A band of conifer trees on either side of the Skyline gondola above downtown Queenstown will soon be cleared to avoid creating a health and safety threat to the aerial cableway.
Survey work and inspections are already underway, with machinery work expected to begin the week commencing Monday, November 6, 2017. This first phase of work is to re-establish an existing road to the harvesting area and is due to be completed by Christmas.
From late January 2018, tree extractions will commence between the hours of 5.30am-10am, seven days a week, weather permitting. However, there shall be no chainsaw, mechanically assisted log removal, heavy vehicle movements or earthworks activities undertaken on Sundays. There will also be no works undertaken on public holidays, including the Christmas and New Year period (December 24-January 2, as a minimum).

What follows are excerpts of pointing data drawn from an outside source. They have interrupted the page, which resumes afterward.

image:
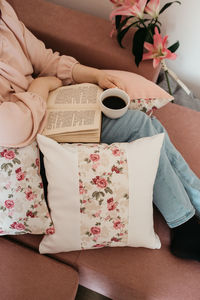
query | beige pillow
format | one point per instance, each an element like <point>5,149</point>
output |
<point>100,195</point>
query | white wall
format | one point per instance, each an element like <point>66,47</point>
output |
<point>180,22</point>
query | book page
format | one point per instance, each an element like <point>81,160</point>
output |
<point>59,121</point>
<point>81,95</point>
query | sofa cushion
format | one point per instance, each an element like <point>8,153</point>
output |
<point>25,274</point>
<point>22,205</point>
<point>100,195</point>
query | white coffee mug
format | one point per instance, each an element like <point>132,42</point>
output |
<point>111,112</point>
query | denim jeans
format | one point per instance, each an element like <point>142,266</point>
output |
<point>176,188</point>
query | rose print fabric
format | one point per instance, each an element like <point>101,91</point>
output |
<point>100,195</point>
<point>104,195</point>
<point>22,204</point>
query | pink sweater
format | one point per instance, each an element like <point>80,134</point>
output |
<point>22,114</point>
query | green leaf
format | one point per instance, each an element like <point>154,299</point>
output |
<point>123,23</point>
<point>121,34</point>
<point>168,5</point>
<point>138,44</point>
<point>108,190</point>
<point>174,47</point>
<point>16,161</point>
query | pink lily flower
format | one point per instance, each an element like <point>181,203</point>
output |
<point>130,9</point>
<point>153,8</point>
<point>158,50</point>
<point>122,2</point>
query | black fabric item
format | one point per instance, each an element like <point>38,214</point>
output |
<point>185,241</point>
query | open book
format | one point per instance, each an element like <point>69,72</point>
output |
<point>73,114</point>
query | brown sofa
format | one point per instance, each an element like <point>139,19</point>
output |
<point>118,273</point>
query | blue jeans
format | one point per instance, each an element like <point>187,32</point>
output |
<point>176,188</point>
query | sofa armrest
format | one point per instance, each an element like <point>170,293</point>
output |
<point>81,35</point>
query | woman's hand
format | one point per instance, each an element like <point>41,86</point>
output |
<point>43,85</point>
<point>106,81</point>
<point>81,73</point>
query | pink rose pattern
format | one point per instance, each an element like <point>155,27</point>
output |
<point>104,195</point>
<point>22,205</point>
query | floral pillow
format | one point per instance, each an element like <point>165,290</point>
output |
<point>145,95</point>
<point>100,195</point>
<point>22,205</point>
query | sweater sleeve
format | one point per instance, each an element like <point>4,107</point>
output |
<point>46,62</point>
<point>21,119</point>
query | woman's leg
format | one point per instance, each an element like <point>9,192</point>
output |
<point>189,180</point>
<point>170,195</point>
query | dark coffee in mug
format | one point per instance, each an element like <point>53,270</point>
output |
<point>114,102</point>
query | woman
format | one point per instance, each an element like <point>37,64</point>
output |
<point>22,116</point>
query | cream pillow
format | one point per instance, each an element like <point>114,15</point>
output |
<point>100,195</point>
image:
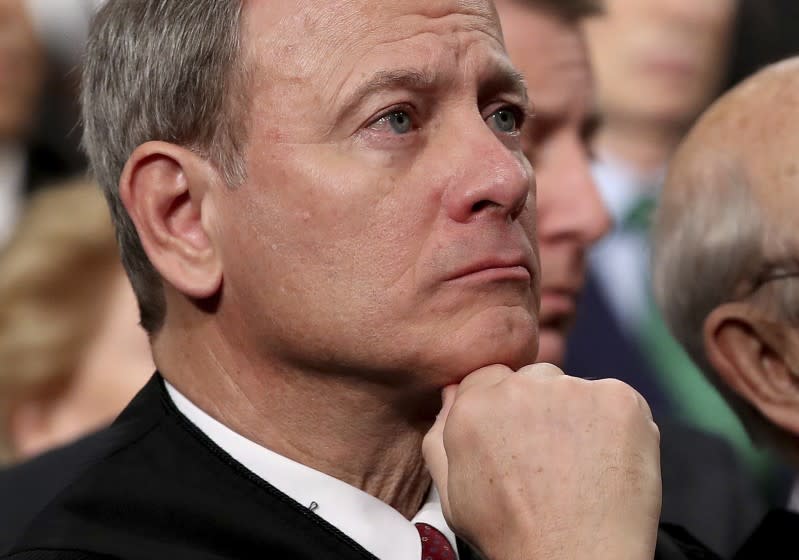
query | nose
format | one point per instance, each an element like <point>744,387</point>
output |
<point>493,179</point>
<point>569,205</point>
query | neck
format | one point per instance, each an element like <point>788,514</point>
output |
<point>645,147</point>
<point>349,429</point>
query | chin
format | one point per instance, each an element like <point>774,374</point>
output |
<point>551,347</point>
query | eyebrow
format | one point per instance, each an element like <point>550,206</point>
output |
<point>503,78</point>
<point>387,80</point>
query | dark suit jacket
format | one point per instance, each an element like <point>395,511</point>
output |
<point>153,486</point>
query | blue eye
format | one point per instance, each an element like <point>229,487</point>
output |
<point>504,120</point>
<point>399,121</point>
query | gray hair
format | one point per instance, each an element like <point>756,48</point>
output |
<point>710,239</point>
<point>161,70</point>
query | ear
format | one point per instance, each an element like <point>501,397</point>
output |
<point>166,191</point>
<point>752,356</point>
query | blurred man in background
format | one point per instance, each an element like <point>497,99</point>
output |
<point>658,64</point>
<point>72,354</point>
<point>40,46</point>
<point>704,487</point>
<point>726,265</point>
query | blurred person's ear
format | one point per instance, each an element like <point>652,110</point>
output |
<point>758,358</point>
<point>166,190</point>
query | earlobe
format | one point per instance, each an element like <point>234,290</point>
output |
<point>748,355</point>
<point>165,189</point>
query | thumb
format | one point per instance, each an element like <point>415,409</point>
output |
<point>435,455</point>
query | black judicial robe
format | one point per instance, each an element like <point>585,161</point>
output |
<point>152,486</point>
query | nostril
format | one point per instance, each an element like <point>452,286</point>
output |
<point>481,205</point>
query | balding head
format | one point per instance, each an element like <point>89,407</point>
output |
<point>726,247</point>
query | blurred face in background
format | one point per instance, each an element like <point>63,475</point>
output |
<point>660,60</point>
<point>22,71</point>
<point>551,54</point>
<point>114,366</point>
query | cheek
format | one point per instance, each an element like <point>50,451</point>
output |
<point>351,222</point>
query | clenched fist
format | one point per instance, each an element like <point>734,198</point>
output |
<point>538,465</point>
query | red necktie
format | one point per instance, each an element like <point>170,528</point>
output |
<point>435,546</point>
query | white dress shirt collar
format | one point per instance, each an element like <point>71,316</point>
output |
<point>373,524</point>
<point>621,187</point>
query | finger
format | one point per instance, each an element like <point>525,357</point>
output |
<point>483,377</point>
<point>433,450</point>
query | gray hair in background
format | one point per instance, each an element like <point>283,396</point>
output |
<point>570,11</point>
<point>710,241</point>
<point>161,70</point>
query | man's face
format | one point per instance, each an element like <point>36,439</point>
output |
<point>385,229</point>
<point>570,216</point>
<point>660,60</point>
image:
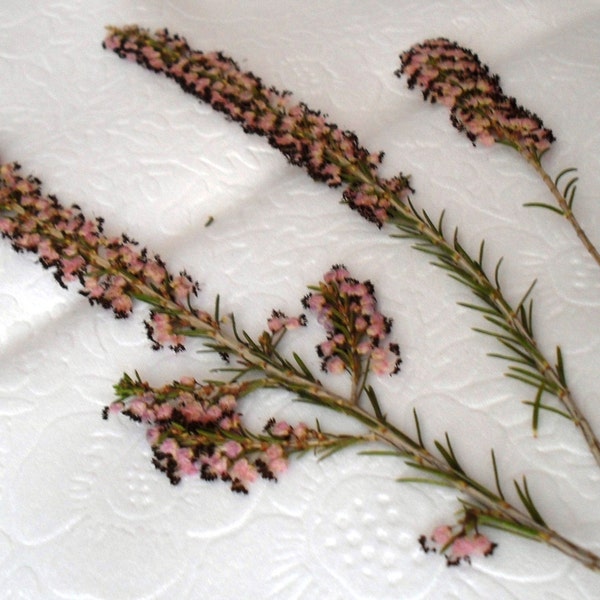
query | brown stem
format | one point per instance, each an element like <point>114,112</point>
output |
<point>563,204</point>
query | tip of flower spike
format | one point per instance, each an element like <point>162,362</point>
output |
<point>457,546</point>
<point>453,76</point>
<point>356,330</point>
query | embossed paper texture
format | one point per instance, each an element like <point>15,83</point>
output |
<point>83,513</point>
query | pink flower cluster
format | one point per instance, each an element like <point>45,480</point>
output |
<point>356,330</point>
<point>195,429</point>
<point>304,136</point>
<point>455,77</point>
<point>457,546</point>
<point>112,271</point>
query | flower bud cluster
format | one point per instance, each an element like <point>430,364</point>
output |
<point>112,271</point>
<point>455,77</point>
<point>356,330</point>
<point>304,136</point>
<point>457,546</point>
<point>195,429</point>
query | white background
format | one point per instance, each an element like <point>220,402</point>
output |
<point>83,514</point>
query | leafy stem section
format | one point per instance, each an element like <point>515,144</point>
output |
<point>564,199</point>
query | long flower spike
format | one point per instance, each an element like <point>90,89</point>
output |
<point>454,76</point>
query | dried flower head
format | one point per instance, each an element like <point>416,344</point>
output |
<point>196,429</point>
<point>303,135</point>
<point>112,271</point>
<point>356,330</point>
<point>455,77</point>
<point>456,544</point>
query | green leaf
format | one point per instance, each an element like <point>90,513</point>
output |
<point>496,476</point>
<point>536,408</point>
<point>543,205</point>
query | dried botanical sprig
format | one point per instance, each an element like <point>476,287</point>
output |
<point>306,139</point>
<point>195,427</point>
<point>356,330</point>
<point>454,76</point>
<point>328,153</point>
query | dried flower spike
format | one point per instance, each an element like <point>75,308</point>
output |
<point>455,77</point>
<point>328,153</point>
<point>196,429</point>
<point>356,330</point>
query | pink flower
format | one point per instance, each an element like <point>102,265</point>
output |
<point>243,471</point>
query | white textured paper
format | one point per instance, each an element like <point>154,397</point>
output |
<point>83,514</point>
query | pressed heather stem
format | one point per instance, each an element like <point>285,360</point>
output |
<point>30,231</point>
<point>565,209</point>
<point>335,157</point>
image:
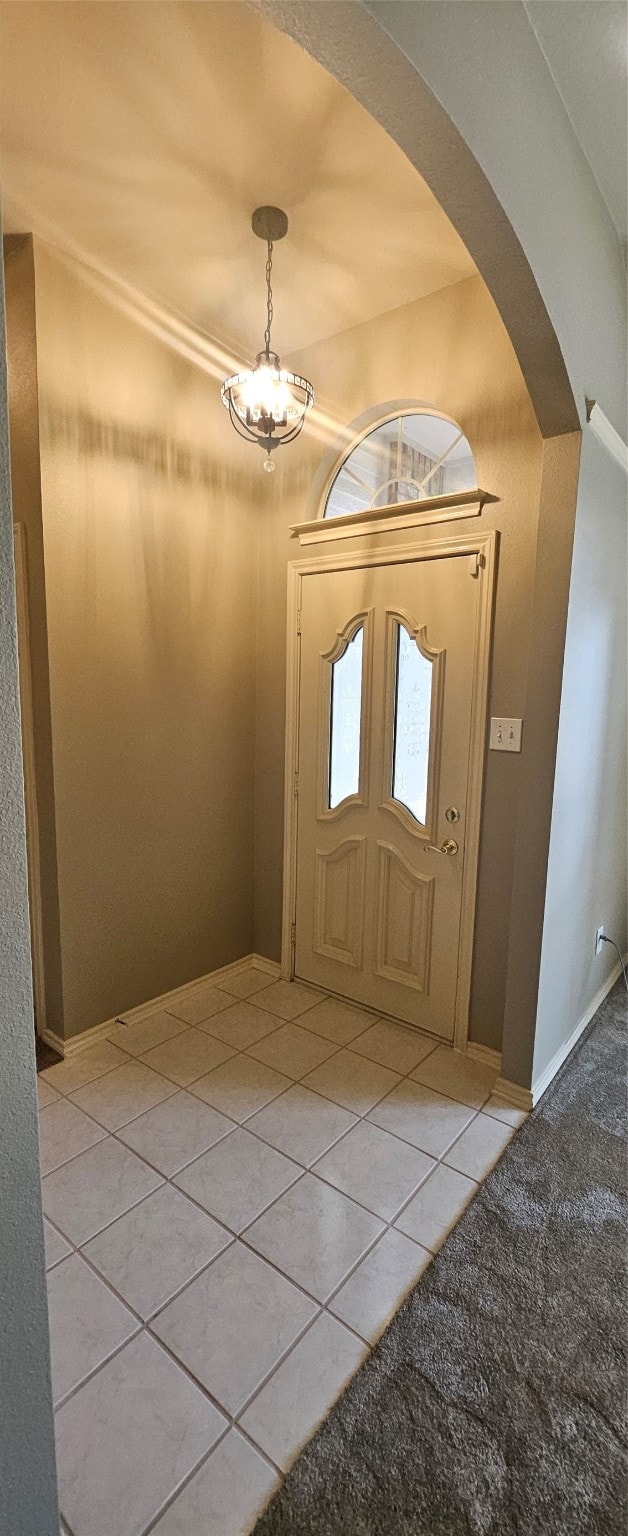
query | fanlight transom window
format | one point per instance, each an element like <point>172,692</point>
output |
<point>407,458</point>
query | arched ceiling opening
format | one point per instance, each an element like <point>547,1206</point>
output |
<point>143,135</point>
<point>353,48</point>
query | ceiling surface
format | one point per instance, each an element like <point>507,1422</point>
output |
<point>585,45</point>
<point>143,135</point>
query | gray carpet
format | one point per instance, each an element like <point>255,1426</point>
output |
<point>495,1403</point>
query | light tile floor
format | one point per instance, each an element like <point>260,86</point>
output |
<point>238,1195</point>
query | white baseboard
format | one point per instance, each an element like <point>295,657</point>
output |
<point>134,1016</point>
<point>484,1054</point>
<point>528,1097</point>
<point>513,1094</point>
<point>542,1083</point>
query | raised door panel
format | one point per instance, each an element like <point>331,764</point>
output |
<point>403,920</point>
<point>340,902</point>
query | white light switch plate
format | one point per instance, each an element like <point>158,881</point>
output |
<point>505,736</point>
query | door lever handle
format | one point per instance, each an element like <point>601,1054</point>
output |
<point>449,848</point>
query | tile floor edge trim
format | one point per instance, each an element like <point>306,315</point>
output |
<point>135,1016</point>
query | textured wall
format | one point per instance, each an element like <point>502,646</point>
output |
<point>151,552</point>
<point>26,503</point>
<point>587,870</point>
<point>449,350</point>
<point>28,1490</point>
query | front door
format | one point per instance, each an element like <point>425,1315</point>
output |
<point>384,722</point>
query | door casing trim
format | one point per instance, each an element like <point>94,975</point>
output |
<point>482,550</point>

Skyline Queenstown will remain operational throughout the project, however will have a slightly delayed opening time during summer and autumn to facilitate the work.
The trees will be felled to ensure the safety of people accessing the gondola and tourism businesses that are located on Ben Lomond Recreation Reserve, which is administered by the Queenstown Lakes District Council on behalf of the Crown.
Skyline Queenstown General Manager Wayne Rose says Skyline has devised a proactive plan for managing the risk to public safety, as well as the safety of forestry crews.
“These wilding trees grow about one metre each year and as they get bigger, they become more susceptible to the wind and the risk of them falling increases,” he says. “It is therefore essential that we manage this situation proactively, in conjunction with QLDC, with as minimal disruption as possible to the operations at Skyline Queenstown, as well as local residents and neighbouring businesses.”
The forestry work – to be undertaken by Andrew Haulage – is not expected to impact residents, apart from occasional truck movements on Lomond Crescent. There will be no impact on traffic or parking at the Skyline Queenstown base terminal.
There may be some minimal disruption to the mountain biking and walking trails with a marshal used to indicate vehicle movements to mountain bikers and hikers. Clear signage about the works will also be erected.
Harvesting the identified trees is a permitted activity under the Operative District Plan as the area is designated as a forest. Where possible, the felled timber will either be exported or milled for the domestic market.